Monday, 08/14/2017 9:41:27 AM

Monday, August 14, 2017 9:41:27 AM

Post# of 54032
If so, please explain why the original auditor's personal notes had to be handed over to TAUG, before a new independent audit could be initiated.

You're right Doctor my Doctor. It is usually a courtesy for one auditor to help another, but not a rule or a law. This is just more TAUG paid consultant's nonsense. Suing a lawyer for keeping his client's work confidential if he could is a joke. The bigger joke is that class action suits require "pristine" shareholders.

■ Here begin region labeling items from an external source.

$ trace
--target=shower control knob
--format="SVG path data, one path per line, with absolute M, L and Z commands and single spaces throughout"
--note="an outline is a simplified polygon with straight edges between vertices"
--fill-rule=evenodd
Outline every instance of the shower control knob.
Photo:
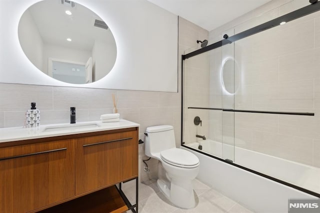
M 200 120 L 200 118 L 198 116 L 196 116 L 194 120 L 194 125 L 198 126 L 200 124 L 200 126 L 202 126 L 202 120 Z

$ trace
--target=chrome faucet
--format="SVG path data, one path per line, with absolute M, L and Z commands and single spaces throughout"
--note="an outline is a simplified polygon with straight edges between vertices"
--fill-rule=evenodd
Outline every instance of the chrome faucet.
M 205 140 L 206 139 L 204 136 L 199 136 L 198 134 L 196 134 L 196 138 L 202 138 L 203 140 Z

A "pristine" shareholder is a shareholder that bought shares during the class period and woke up one morning after this purchase and realized that he/she had been defrauded by the former auditors. A joke. Just a joke. Plus, the TAUG paid consultant and the TAUG supporters don't qualify. The paid consultant is part of the disqualified class of shareholder by virtue of his paid status, and by virtue that the paid consultant calls many of the shots for TAUG. He cannot sue, but he can be sued as an insider by shareholders.

As for the TAUG supporters, one message board post, one puppet web page, one letter to a Federal judge, one comment by others about what TAUG's paid consultant did or said, and the TAUG supporters are also disqualified as "pristine" shareholders.

The correct thing to have been done was TAUG making a Motion to have these documents turned over to the new auditors. That happened, end of story.